The World Bank offered some respite to non-Opec oil exporters on Wednesday by upping its oil price forecast for 2016.
The bank increased its projection to US$43 from US$41 due to supply disruption and buoyant demand in the second quarter.
Oil prices jumped 37% in the second quarter of 2016 due to factors including wildfires in Canada and sabotage of oil infrastructure in Nigeria.
The bank said the forecast nevertheless took account of lower demand in the last few weeks and recovering supplies.
The bank’s senior economist, John Baffes, said: “We expect slightly higher oil prices for the second half of 2016 as oil market oversupply diminishes.”
Despite the recovery of oil and many other commodity prices in the second quarter, most commodity indexes tracked by the World Bank are expected to decline this year, according to its Commodity Markets Outlook.
It attributes the trend to persistently elevated supplies, and in the case of industrial commodities – including energy, metals, and agricultural raw materials -- weak growth prospects in emerging market and developing economies.

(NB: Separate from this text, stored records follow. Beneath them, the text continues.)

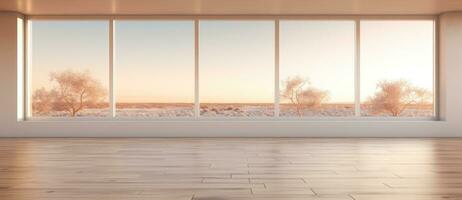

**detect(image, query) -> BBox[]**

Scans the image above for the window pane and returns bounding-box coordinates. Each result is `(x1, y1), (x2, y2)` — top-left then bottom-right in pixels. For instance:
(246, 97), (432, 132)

(279, 20), (355, 117)
(30, 20), (109, 117)
(361, 20), (434, 117)
(199, 20), (274, 117)
(115, 20), (194, 117)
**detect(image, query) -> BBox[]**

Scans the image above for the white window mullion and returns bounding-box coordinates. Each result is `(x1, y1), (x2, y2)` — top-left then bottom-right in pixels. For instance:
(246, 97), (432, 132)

(194, 19), (200, 118)
(109, 17), (116, 117)
(274, 19), (280, 117)
(355, 18), (361, 117)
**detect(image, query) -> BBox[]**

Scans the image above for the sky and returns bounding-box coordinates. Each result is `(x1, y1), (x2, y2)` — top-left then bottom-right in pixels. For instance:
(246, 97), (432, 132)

(31, 20), (434, 103)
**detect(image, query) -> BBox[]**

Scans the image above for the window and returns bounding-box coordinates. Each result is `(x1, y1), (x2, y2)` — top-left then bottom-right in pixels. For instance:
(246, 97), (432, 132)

(279, 20), (355, 117)
(29, 20), (109, 117)
(114, 20), (195, 117)
(199, 20), (274, 117)
(361, 20), (435, 117)
(27, 17), (437, 120)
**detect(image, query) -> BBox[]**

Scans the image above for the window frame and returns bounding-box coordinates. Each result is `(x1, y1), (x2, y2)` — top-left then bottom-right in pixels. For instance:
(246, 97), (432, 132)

(23, 15), (440, 122)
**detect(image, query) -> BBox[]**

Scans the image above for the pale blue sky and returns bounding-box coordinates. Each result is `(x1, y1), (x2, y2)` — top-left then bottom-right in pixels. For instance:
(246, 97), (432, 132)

(199, 20), (274, 103)
(114, 20), (194, 103)
(31, 20), (109, 90)
(279, 20), (355, 103)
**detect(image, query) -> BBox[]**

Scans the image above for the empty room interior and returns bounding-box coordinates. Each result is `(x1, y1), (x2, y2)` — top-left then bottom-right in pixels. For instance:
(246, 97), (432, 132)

(0, 0), (462, 200)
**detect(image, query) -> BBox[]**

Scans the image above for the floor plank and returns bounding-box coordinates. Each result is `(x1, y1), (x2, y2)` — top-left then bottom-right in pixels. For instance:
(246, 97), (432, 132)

(0, 138), (462, 200)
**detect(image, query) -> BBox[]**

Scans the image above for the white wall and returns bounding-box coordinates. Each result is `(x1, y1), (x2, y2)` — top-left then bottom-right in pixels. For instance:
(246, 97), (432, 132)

(0, 12), (462, 137)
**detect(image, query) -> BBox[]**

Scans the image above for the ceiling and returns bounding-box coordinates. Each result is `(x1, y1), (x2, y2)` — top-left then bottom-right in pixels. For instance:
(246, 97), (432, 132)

(0, 0), (462, 15)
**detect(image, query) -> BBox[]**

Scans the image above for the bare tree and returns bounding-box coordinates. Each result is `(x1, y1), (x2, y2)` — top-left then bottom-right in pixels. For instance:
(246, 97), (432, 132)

(32, 87), (53, 113)
(369, 80), (432, 116)
(281, 76), (328, 117)
(33, 70), (106, 117)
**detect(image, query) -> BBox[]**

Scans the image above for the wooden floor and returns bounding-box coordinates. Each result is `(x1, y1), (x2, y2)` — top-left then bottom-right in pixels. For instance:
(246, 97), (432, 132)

(0, 138), (462, 200)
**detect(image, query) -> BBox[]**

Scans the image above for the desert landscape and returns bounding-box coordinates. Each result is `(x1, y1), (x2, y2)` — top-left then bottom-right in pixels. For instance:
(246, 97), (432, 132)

(32, 70), (434, 118)
(33, 103), (433, 118)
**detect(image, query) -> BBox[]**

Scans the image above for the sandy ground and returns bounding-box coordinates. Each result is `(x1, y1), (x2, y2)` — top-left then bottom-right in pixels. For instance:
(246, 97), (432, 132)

(34, 104), (433, 118)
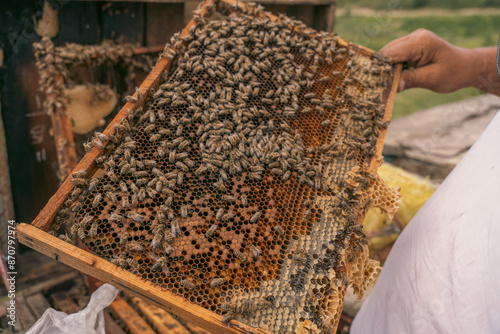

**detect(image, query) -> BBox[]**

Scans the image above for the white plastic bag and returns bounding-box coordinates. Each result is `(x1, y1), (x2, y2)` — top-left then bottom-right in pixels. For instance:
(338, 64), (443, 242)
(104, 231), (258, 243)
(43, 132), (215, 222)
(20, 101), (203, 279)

(351, 113), (500, 334)
(26, 284), (118, 334)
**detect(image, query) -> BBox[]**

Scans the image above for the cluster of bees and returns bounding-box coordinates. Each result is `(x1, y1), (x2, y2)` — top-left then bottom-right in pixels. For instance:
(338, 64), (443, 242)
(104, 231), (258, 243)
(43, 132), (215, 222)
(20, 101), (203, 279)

(33, 37), (152, 181)
(51, 1), (391, 332)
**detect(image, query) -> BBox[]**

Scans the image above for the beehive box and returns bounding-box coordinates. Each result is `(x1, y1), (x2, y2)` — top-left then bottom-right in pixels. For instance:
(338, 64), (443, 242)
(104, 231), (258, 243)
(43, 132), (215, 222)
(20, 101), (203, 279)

(18, 0), (400, 333)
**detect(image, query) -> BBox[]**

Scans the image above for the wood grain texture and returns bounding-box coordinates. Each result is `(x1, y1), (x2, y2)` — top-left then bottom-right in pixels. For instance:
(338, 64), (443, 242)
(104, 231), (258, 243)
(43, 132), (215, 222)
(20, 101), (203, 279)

(368, 64), (403, 174)
(102, 310), (125, 334)
(17, 224), (267, 334)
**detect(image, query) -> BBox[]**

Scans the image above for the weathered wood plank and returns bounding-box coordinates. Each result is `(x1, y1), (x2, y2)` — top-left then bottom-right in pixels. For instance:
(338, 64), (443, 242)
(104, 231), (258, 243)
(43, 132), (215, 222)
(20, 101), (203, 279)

(102, 310), (125, 334)
(26, 293), (51, 320)
(17, 224), (267, 334)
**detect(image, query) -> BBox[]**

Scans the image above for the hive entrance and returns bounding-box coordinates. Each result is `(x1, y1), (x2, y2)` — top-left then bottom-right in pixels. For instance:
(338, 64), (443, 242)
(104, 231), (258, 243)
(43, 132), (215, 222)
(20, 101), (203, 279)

(49, 2), (398, 333)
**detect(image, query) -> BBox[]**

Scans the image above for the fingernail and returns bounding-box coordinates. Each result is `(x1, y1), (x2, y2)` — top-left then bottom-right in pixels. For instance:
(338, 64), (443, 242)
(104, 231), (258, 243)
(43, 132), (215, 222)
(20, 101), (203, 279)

(398, 79), (405, 92)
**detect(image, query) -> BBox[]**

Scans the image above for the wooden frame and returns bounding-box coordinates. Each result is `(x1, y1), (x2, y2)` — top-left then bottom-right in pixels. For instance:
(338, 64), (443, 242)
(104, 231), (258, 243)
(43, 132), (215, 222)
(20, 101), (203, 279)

(17, 0), (402, 334)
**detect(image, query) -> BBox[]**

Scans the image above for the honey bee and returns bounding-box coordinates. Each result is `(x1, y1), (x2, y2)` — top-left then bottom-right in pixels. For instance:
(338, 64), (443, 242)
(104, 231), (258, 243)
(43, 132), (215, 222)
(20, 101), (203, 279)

(273, 225), (285, 235)
(248, 244), (262, 261)
(221, 212), (234, 222)
(175, 161), (189, 172)
(221, 313), (233, 324)
(57, 233), (73, 243)
(80, 214), (94, 227)
(240, 195), (248, 206)
(250, 211), (262, 224)
(127, 211), (144, 223)
(179, 279), (196, 290)
(302, 210), (311, 222)
(210, 278), (226, 288)
(89, 222), (99, 238)
(73, 224), (86, 241)
(137, 188), (146, 202)
(215, 208), (224, 221)
(234, 250), (247, 263)
(149, 253), (170, 277)
(125, 242), (144, 252)
(177, 172), (184, 186)
(118, 232), (130, 246)
(92, 193), (102, 209)
(125, 257), (139, 271)
(144, 124), (156, 134)
(71, 169), (87, 179)
(205, 224), (218, 238)
(170, 219), (181, 238)
(222, 195), (236, 203)
(110, 255), (127, 268)
(151, 233), (163, 250)
(71, 178), (87, 187)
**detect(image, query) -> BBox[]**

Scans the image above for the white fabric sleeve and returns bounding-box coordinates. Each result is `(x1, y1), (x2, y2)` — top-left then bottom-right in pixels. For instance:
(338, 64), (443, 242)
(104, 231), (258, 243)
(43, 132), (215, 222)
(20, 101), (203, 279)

(351, 113), (500, 334)
(26, 283), (118, 334)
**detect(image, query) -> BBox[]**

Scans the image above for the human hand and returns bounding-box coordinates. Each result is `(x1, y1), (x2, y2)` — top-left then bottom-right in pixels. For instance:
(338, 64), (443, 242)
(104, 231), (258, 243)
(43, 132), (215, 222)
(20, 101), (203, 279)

(380, 29), (488, 93)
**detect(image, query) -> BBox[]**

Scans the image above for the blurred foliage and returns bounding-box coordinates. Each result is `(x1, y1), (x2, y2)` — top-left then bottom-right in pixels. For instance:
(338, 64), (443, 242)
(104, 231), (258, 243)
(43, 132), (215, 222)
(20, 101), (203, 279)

(335, 13), (500, 117)
(338, 0), (500, 9)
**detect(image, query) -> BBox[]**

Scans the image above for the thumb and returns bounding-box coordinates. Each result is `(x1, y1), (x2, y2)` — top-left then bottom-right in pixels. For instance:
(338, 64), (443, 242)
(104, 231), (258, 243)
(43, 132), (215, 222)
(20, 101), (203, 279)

(398, 66), (436, 91)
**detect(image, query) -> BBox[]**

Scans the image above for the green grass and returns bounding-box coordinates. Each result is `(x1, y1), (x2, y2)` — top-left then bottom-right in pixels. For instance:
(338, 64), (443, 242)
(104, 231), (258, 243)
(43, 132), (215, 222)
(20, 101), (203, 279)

(335, 12), (500, 117)
(338, 0), (500, 9)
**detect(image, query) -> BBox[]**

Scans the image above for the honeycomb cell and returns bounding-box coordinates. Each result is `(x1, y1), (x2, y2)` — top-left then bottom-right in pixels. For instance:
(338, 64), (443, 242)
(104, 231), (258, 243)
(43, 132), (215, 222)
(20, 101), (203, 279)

(52, 2), (398, 333)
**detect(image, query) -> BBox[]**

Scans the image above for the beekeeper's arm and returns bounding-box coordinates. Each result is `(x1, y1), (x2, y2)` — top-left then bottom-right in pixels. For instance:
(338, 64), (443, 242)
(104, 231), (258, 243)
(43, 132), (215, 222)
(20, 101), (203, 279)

(380, 29), (500, 95)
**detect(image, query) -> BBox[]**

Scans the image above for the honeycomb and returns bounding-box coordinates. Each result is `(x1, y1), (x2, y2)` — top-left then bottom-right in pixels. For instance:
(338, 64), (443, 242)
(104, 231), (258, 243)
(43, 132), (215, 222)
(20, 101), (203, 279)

(53, 1), (399, 333)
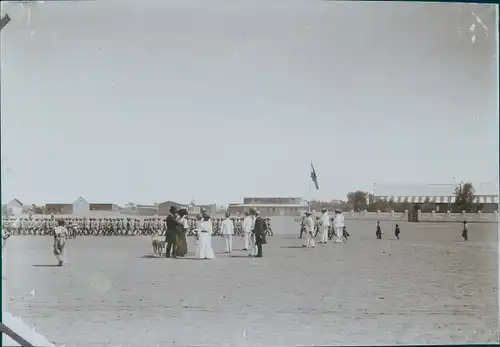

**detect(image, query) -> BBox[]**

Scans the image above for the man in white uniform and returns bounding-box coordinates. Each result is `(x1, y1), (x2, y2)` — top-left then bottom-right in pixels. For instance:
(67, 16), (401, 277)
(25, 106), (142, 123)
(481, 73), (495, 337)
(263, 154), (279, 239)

(304, 212), (316, 248)
(243, 212), (253, 251)
(333, 210), (344, 243)
(320, 207), (330, 243)
(221, 212), (234, 253)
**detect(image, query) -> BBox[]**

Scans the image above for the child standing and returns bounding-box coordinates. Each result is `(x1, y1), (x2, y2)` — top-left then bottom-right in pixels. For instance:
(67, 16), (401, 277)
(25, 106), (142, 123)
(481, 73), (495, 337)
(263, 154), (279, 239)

(462, 220), (469, 241)
(394, 224), (401, 240)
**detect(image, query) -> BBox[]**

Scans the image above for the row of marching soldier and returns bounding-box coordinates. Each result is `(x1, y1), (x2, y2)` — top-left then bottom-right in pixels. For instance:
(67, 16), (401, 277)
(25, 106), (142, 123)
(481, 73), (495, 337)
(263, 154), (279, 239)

(299, 208), (349, 248)
(165, 206), (269, 259)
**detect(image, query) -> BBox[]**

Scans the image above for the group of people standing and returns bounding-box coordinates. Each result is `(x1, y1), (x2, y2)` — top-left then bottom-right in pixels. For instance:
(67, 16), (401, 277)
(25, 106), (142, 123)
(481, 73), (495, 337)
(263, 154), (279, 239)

(299, 208), (349, 248)
(165, 206), (268, 259)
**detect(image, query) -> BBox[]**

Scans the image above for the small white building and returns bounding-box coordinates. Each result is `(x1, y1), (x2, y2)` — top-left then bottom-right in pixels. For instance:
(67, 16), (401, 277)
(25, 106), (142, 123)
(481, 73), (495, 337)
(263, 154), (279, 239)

(6, 199), (23, 216)
(73, 196), (90, 217)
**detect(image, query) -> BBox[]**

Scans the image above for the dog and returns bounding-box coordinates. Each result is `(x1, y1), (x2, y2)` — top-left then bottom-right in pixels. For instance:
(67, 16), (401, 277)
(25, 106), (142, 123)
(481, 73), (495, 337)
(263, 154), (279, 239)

(151, 236), (165, 256)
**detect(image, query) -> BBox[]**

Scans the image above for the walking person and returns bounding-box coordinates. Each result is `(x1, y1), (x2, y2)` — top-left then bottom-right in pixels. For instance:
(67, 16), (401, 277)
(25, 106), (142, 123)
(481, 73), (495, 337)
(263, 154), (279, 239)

(221, 212), (234, 253)
(394, 224), (401, 240)
(243, 212), (254, 251)
(333, 210), (344, 243)
(196, 213), (214, 259)
(320, 207), (330, 243)
(53, 219), (68, 266)
(253, 210), (267, 258)
(297, 216), (306, 239)
(165, 206), (182, 258)
(375, 221), (382, 240)
(462, 220), (469, 241)
(302, 212), (316, 248)
(176, 209), (189, 257)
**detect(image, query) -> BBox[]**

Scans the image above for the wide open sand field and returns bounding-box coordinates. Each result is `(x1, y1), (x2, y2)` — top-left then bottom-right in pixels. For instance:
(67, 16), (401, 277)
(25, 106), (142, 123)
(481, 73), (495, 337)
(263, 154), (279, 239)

(3, 221), (498, 347)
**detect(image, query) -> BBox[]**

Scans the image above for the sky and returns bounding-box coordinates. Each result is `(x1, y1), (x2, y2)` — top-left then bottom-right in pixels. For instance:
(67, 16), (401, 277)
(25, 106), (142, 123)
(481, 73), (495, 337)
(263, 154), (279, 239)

But the bank said it expected most of the declines to be smaller than expected in the April outlook.
Energy prices, which include oil, natural gas and coal, are due to fall 16.4% in 2016, a more gradual decline than the 19.3% drop anticipated in April.
The price of a barrel of Brent crude fell 0.20% to US$44.78 on Wednesday while a barrel of US light crude gained 0.35% to US$43.07.
Sun Global Investments blamed the fall in the price of Brent to oversupply concerns and waning demand from key international markets.
Sun's chief executive Mihir Kapadia said: “In spite of these worries, the World Bank has raised its previous prediction for the year of US$41 p/b for crude up to US$43, in light of forecasts of slower oil production among OPEC members and falling supplies in other nations.
“While that’s a welcome prognosis, it provides only sparse relief to critical exporters and emerging economies such as Russia, Nigeria, Iran and Mexico.
“It seems likely that the global oil engine will stop stalling over the coming months, but it will take more time still for the market to pick up speed.”
Meanwhile, Bank of America Merrill Lynch (BofAML) said a collapse in global industry spending had sparked an acceleration in non-OPEC oil field decline rates to 5%, higher than 2009’s levels.
Some OPEC players like Venezuela, Angola, or Algeria have also been affected, so Saudi, Iran, Iraq would have to fill the gap, the bank said.
But BofAML analysts said: “Saudi has not yet hiked drilling activity to make up losses elsewhere, so we retain our US$61/bbl Brent view for 2017.”